Minamata disease was an episode of mercury poisoning of a small coastal community in Japan (1954) through the direct industrial release of methylmercury in the bay. Another infamous episode of mercury contamination occurred in Iraq, where people ate wheat that was treated with a mercury-containing fungicide.

The continuous flux of mercury from the atmosphere results in the low level of mercury pollution nationwide. A small fraction of the Hg++ from atmospheric deposition is converted by bacteria into the very dangerous methylmercury form. The methylmercury is then taken up by the lowest life forms and makes its way up the food chain and bioaccumulates in the larger fish.

As a result, large predator fish such as bass, tuna, shark, and swordfish have the highest levels of Hg in the methylmercury form. Most states in the United States have advisories for eating only limited amounts of freshwater fish. Limiting intake of mercury-contaminated fish is especially important for pregnant women and young children. The current U.S. legal limit for Hg in fish for consumption is 1 ppm.

Limits for Hg in soils vary from state to state but generally range from 10 to 20 ppm, whereas the Environmental Protection Agency’s limit for drinking water is 2 ppb Hg. The Occupational Safety and Health Administration limits for Hg in the air in the workplace (for an eight hour average) are 0.01 mg organic Hg/m3 air.

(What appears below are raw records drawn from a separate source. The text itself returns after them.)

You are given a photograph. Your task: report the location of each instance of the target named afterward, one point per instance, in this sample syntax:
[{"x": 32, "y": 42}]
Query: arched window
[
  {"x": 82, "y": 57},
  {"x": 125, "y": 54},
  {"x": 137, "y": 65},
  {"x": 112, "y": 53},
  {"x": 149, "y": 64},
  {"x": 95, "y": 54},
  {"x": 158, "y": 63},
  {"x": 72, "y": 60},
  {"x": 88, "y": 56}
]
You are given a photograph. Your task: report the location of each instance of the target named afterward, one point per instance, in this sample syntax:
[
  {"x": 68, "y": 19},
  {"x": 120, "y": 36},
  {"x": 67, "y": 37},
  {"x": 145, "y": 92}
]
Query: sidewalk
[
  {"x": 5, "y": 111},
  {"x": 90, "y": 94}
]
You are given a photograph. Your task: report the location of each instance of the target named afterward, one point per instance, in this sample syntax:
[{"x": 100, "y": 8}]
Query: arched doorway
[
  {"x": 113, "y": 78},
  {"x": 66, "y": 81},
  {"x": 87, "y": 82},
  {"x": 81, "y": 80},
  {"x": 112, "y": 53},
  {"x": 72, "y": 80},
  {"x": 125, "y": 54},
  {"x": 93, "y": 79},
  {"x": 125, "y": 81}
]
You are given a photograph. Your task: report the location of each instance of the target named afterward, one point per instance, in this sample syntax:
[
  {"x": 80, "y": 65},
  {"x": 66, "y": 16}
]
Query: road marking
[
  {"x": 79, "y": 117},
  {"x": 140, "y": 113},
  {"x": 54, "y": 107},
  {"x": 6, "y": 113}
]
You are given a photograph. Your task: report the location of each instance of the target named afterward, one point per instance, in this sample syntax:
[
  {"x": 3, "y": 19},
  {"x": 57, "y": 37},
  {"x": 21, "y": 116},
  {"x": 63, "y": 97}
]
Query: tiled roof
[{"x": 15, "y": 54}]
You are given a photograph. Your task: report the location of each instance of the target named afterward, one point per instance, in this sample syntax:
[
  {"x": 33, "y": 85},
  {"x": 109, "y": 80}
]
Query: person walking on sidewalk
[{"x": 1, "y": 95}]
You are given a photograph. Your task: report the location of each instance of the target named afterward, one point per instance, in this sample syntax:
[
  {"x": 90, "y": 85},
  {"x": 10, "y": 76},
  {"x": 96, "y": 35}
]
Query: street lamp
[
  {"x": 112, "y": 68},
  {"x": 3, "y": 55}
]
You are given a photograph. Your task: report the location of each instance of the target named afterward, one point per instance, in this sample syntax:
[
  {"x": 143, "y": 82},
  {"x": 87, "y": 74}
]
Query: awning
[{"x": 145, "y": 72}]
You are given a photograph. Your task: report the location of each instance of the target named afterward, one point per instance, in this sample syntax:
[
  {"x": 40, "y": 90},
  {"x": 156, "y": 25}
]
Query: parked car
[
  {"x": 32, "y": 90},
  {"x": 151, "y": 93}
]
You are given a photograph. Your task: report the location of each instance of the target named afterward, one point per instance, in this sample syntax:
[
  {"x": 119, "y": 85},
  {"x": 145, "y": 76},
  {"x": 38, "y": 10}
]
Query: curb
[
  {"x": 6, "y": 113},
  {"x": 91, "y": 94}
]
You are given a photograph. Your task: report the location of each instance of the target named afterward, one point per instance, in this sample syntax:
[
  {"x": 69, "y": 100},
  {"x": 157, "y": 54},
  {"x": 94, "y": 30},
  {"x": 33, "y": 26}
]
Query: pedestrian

Modern sources of mercury contamination from human activities are subdivided into the following groups:
  1. High-temperature combustion processes such as coal-fired power plants, incineration of solid household waste, medical waste, sewage sludge, and ore smelting.
  2. Industrial waste effluents, such as from chlor-alkali plants that use liquid mercury as electrodes.
  3. Effluents of wastewater treatment plants.
  4. Point sources of specific industries, many of them no longer active today (such as hat making, explosives, mercury lights, herbicides, and plastics).

An overview of modern anthropogenic Hg fluxes into the environment shows that more than 80 percent of mercury is injected into the atmosphere through such combustion processes as coal-fired power plants.

The combustion releases mercury as elemental vapor into the atmosphere, where it has an average residence time of about one year before it is oxidized to the mercuric form. The oxidized mercury attaches itself to small dust particles and is removed by wet and dry atmospheric deposition.

As a result of this massive injection of Hg into the atmosphere—more than 100 tons of Hg per year in the United States in the late 1990s—the contaminant is distributed all over the globe. Even the polar ice caps show evidence of mercury contamination over the last 150 years, from atmospheric dispersal and deposition from anthropogenic sources. There are almost no places on earth that are not contaminated by anthropogenic mercury.

Mercury contamination is a matter of ongoing concern, and an extensive study was done for the U.S. Congress to summarize the sources, pathways, and sinks of mercury in the outdoor environment. There are several initiatives to limit the anthropogenic flux of Hg from coal-fired power plants, such as switching to mercury-poor coals and scrubbing the stack gases.

Limiting or banning the production of mercury-containing materials, including switches, thermometers, thermostats, and manometers, both in the household as well as in the medical profession, would also reduce the mercury recycled back into the atmosphere from garbage incineration.